In 2001, 33-year-old, Augustine Samuel’s throat was cut while Thomas David, 20, was shot and critically wounded. Another victim, Nyabor Jobor, was shot in his neck on New Year Eve, but he survived. Kutubu contends that combatants who had infiltrated their ranks executed all these acts.

Following the recent swoop, Brigadier Danquah, has appealed to the government to shift the camp from where it is to an area, remote from the capital city. He has also warned the refugees not to engage in any criminal or illegal activities.

THE UNHCR, which has oversight responsibility over the camp, says it fully supports the action of the security agencies in ridding the camp of undesirables. It would therefore fully co-operate with the government to ensure the camp is not used as a ground for recruiting and training combatants to fight in war-torn countries.

"The UNHCR shares and fully appreciates the concerns of the security agencies and has already initiated programmes with the police to ensure that peace and tranquillity prevails in the camp," says the UNHCR Regional Resettlement Officer, Peter Trotter.

According to Trotter, it was the need to combat crime in the camp that motivated the UNHCR to assist in the establishment of a neighbourhood watch committee. The UNHCR also donated communication equipment to the police at the camp to enable them maintain law and order effectively. "Since these measures were instituted, the crime rate at the camp has drastically reduced," says Trotter.

In a related development, the UNHCR has stated that the entire refugee community is supportive of the operation by the security agencies. "Refugees, like all people, want to live in peace. Indeed, because refugees have been forced to flee violence, they welcome even more the safety that Ghana provides them," the statement noted.

For now, the Ghanaian authorities are unsure what their next move should be.
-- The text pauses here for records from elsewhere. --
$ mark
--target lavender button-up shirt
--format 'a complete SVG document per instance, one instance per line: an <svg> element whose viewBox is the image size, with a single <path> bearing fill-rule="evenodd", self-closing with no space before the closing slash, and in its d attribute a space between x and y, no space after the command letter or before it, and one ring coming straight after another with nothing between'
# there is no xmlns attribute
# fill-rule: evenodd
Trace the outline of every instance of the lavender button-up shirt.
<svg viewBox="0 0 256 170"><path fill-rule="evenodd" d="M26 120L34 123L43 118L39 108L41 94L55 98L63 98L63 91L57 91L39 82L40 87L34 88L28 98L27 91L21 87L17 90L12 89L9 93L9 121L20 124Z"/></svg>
They don’t want anyone to think their security concerns are a means to build a fortress in order to shove off refugees.

The UN Convention on refugees, to which Ghana is a signatory, provides that the repatriation of refugees to their home country should be done voluntarily. The implication here is that Ghana has an obligation to honour those conventions and grant all refugees, access to its territory.

But no one knows for sure how long the refugees would stay in Ghana. When a person’s status as a refugee has been determined, it is maintained unless he or she comes within the terms of one of the cessation clauses.

Over the past few years, the UNHCR has tried to encourage the Liberians to go back to their country but only a handful has responded to the gesture. Meanwhile, more of their compatriots have flocked in whilst a number of those who went home, have come back.

And with the recent escalation of unrest in Liberia, the tendency is that the Ghanaian authorities would have to put up with the Liberian refugees for a long time to come, but this time with an eagle eye over their activities at the Buduburam camp.